理科大ら,燃料電池材料の性能低下原因をX線等で解明

東京理科大学,電力中央研究所,名古屋工業大学,高エネルギー加速器研究機構,徳島大学,弘前大学,日本原子力研究開発機構は共同研究により,固体酸化物形燃料電池の電解質材料である安定化ジルコニアの長期アニールによる結晶,局所構造の変化をSPring-8の放射光X線回折,研究用原子炉JRR-3の中性子回折,フォトンファクトリーARのX線吸収スペクトルによって解明した(ニュースリリース)。

水素と酸素から発電する燃料電池はクリーンなエネルギーデバイスとして注目されている。その中で電極,電解質を含む全てが固体で構成されているものを固体酸化物形燃料電池(Solid Oxide Fuel Cell: SOFC)と言い,高い温度で作動し,発電効率も高いことから次世代エネルギーデバイスとして期待されている。

SOFCが実用化されるには,10万時間程度の作動時間が要求されており,特に電解質の耐久性が重要となっている。この耐久性の評価は,電気化学特性やラマン分光では盛んに行なわれているが,原子やイオンの位置を直接的に観測する放射光X線,中性子を用いた研究はほとんど行なわれていなかった。

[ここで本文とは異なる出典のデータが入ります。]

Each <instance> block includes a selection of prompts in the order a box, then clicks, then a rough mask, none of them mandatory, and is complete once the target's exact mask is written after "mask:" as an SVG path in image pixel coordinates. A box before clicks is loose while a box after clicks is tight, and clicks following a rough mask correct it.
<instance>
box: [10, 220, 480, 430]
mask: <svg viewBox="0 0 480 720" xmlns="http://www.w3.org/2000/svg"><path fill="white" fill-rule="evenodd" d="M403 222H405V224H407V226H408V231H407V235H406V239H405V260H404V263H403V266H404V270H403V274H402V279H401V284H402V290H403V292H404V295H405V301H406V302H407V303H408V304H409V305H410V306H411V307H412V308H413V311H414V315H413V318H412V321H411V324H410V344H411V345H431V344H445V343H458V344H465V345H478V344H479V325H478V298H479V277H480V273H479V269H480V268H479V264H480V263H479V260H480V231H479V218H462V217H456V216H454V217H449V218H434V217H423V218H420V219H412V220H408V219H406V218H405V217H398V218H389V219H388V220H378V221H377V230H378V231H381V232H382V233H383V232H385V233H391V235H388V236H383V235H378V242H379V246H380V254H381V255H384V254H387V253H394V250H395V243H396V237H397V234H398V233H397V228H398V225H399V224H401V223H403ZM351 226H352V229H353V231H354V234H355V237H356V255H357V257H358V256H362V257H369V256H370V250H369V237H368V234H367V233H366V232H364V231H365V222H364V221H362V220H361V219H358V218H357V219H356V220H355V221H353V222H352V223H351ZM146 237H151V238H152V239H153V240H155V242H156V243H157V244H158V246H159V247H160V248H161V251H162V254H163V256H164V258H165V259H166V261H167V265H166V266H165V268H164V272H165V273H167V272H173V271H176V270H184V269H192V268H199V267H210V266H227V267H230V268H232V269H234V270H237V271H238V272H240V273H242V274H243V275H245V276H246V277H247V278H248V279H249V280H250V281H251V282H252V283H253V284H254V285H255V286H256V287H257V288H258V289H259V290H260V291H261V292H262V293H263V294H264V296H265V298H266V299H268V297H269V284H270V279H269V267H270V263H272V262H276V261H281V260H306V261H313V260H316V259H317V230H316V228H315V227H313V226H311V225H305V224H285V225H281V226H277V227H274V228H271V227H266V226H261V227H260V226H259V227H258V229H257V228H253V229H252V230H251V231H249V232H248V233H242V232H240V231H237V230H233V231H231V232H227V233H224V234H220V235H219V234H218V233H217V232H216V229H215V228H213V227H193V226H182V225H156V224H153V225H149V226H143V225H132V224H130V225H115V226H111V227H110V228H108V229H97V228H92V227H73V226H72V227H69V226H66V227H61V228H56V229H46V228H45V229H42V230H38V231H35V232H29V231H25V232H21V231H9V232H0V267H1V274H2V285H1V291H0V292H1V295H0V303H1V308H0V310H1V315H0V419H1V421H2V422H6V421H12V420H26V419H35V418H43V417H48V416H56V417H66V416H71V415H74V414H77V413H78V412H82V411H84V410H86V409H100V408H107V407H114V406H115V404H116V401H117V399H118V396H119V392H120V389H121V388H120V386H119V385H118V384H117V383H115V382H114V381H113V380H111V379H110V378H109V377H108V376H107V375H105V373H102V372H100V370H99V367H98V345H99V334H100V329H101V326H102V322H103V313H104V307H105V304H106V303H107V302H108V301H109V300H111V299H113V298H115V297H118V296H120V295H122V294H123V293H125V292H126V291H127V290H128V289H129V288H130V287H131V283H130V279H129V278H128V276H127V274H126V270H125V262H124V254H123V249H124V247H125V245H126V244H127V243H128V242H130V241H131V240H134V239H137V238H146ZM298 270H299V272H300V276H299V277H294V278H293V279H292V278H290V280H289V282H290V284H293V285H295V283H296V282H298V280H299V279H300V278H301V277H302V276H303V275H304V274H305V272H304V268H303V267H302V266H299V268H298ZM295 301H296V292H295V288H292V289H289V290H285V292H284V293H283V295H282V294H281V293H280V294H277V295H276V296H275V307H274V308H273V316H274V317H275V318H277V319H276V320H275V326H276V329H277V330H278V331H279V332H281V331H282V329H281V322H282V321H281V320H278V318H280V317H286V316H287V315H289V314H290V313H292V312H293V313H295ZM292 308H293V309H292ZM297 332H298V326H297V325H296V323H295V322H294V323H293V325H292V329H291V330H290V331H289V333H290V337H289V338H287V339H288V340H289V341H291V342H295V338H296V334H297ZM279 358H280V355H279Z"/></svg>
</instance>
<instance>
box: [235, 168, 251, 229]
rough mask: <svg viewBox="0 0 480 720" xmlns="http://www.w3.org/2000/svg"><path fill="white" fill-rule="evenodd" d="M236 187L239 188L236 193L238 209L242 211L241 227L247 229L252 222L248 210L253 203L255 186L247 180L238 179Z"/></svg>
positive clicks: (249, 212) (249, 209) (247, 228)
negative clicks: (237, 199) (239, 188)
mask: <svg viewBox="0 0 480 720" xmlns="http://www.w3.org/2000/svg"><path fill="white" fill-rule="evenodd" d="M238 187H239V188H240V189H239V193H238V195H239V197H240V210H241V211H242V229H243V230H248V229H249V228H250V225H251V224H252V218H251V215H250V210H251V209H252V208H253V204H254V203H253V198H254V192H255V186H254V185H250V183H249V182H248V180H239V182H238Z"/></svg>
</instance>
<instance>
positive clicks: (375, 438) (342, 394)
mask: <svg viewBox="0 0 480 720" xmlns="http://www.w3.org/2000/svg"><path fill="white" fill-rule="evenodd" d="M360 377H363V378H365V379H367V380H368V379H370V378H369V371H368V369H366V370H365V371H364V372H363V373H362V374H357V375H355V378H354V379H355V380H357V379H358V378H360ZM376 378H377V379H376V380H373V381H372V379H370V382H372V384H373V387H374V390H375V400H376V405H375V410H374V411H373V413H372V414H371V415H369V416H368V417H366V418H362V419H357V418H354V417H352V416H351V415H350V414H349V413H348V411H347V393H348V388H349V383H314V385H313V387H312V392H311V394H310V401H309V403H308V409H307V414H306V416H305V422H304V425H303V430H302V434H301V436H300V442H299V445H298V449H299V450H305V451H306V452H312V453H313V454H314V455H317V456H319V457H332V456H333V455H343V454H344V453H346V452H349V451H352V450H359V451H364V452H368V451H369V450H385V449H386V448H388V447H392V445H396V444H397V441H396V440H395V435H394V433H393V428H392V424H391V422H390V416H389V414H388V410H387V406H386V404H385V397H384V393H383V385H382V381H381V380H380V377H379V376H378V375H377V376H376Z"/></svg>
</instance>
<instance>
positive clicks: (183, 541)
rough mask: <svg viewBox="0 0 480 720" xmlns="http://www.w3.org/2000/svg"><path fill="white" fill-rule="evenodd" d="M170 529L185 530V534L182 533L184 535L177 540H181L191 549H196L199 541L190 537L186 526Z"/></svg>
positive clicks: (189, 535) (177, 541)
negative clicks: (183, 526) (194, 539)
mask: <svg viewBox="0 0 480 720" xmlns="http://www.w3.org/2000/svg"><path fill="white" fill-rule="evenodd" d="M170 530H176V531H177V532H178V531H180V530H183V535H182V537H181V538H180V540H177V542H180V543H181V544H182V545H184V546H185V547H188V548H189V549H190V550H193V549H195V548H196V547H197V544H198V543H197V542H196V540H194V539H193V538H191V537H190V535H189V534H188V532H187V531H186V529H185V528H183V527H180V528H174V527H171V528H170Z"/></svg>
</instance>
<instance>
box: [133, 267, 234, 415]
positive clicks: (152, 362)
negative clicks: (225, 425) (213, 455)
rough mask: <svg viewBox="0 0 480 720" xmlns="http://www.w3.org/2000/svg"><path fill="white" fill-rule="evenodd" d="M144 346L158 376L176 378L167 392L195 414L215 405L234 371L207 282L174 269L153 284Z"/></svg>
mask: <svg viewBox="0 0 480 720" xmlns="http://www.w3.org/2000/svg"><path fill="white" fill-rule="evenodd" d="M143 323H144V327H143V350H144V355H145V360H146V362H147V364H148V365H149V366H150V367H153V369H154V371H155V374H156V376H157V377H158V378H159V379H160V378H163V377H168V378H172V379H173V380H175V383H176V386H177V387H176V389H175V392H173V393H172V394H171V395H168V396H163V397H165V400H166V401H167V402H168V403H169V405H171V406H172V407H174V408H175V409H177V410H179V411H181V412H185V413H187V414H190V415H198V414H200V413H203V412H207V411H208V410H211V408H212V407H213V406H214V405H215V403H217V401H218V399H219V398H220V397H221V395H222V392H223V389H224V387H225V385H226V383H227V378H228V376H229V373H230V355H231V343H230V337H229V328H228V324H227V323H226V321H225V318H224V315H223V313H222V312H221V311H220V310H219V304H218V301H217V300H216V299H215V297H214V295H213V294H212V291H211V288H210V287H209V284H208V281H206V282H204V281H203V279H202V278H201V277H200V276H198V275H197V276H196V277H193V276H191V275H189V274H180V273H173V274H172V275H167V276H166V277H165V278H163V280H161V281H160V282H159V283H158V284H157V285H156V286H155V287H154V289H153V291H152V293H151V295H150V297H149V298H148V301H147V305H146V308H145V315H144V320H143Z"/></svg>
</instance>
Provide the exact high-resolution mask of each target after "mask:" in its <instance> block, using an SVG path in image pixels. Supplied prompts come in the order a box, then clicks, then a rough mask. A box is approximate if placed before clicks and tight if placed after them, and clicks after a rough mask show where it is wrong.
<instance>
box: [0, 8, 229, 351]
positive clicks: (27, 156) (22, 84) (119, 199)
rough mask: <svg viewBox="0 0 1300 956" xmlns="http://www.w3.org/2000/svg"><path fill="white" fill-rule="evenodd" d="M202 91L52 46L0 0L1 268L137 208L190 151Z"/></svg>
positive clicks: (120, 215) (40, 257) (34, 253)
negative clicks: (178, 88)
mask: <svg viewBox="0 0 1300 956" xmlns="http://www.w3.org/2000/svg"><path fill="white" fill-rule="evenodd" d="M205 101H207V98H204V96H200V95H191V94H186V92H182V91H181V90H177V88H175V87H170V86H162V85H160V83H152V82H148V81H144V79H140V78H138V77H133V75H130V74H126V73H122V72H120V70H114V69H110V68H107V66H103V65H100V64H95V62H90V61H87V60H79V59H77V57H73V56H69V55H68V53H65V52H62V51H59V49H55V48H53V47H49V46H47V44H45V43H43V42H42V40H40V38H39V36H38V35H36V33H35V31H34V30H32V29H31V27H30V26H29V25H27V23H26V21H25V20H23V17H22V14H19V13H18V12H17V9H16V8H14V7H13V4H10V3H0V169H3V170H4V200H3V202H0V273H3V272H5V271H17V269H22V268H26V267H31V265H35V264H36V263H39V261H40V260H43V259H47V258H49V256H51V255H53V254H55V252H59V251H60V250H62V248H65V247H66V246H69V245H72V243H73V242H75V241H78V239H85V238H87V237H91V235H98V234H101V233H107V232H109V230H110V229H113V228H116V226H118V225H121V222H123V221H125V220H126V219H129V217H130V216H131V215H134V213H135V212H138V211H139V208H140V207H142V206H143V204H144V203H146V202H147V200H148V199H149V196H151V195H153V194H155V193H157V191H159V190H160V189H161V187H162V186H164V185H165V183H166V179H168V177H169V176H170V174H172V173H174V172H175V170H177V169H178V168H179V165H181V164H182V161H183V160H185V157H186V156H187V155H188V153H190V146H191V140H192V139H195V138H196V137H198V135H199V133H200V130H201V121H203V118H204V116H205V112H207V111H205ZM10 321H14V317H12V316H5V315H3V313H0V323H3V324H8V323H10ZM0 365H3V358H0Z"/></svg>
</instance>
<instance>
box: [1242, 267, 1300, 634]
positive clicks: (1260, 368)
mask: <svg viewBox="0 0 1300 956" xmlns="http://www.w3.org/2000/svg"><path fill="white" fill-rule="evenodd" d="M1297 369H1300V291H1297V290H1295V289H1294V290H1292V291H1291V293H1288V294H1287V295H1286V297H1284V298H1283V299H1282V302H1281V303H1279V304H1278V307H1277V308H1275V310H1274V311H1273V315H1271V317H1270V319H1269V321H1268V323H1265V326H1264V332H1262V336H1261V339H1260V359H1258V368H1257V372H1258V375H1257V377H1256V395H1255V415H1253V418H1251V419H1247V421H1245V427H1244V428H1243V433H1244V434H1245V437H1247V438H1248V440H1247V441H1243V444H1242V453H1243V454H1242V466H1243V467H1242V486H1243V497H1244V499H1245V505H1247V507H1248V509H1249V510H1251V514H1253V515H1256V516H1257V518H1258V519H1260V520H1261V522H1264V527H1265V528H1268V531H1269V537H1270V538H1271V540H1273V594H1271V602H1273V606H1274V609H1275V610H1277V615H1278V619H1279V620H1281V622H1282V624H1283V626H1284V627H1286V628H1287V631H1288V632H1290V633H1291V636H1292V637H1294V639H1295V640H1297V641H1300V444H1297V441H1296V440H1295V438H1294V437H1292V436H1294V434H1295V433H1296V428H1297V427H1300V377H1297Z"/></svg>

研究グループは,SOFC電解質材料である安定化ジルコニアについて,長期加熱時に酸素イオン伝導度が低下する(Zr0.85Y0.15)O2-δ(8YSZ)と低下しない(Zr0.81Sc0.18Ce0.01)O2-δ(10SSZ)を用意し,それぞれ600℃,800℃で2000時間まで長期加熱し,放射光X線回折,中性子回折,X線吸収スペクトル測定を行ない,それらのデータから結晶・電子構造解析を行なった。これらの結果を相補的に用いて,酸素イオン伝導度と結晶構造,局所構造の関係について検討した。

放射光X線回折,中性子回折データを用いてリートベルト解析,最大エントロピー法解析を行なった。その結果,酸素イオン伝導度が低下する8YSZと低下しない10SSZでは,長期加熱によって構成するイオン及びイオン中の電子の集まり方に違いがあることが分かった。この局所構造をX線吸収スペクトルにより更に詳しく解析,第一原理計算を行ない,Zrイオンの位置がずれていることが分かった。

このように放射光X線回折,中性子回折,X線吸収スペクトルをマルチプローブとして相補的に利用し,さらに第一原理計算によってモデルを検することで酸素イオン伝導度は局所的なZrO8の歪みより,長周期的な秩序性が関係していることを明らかにした。

このようなイオン伝導度低下の原因解明により今後,SOFCの耐久性改善に応用され,SOFC普及が促進されることが期待される。また,これらの成果は,放射光回折,中性子回折,X線吸収をマルチプローブとして,量子ビームを相補的に用い,さらに理論計算を組み合わせることによって,これまでに明らかできなかった新しい知見を得ることができることを実証しており,今後の材料研究の有用な手法であることを示すものだとしている。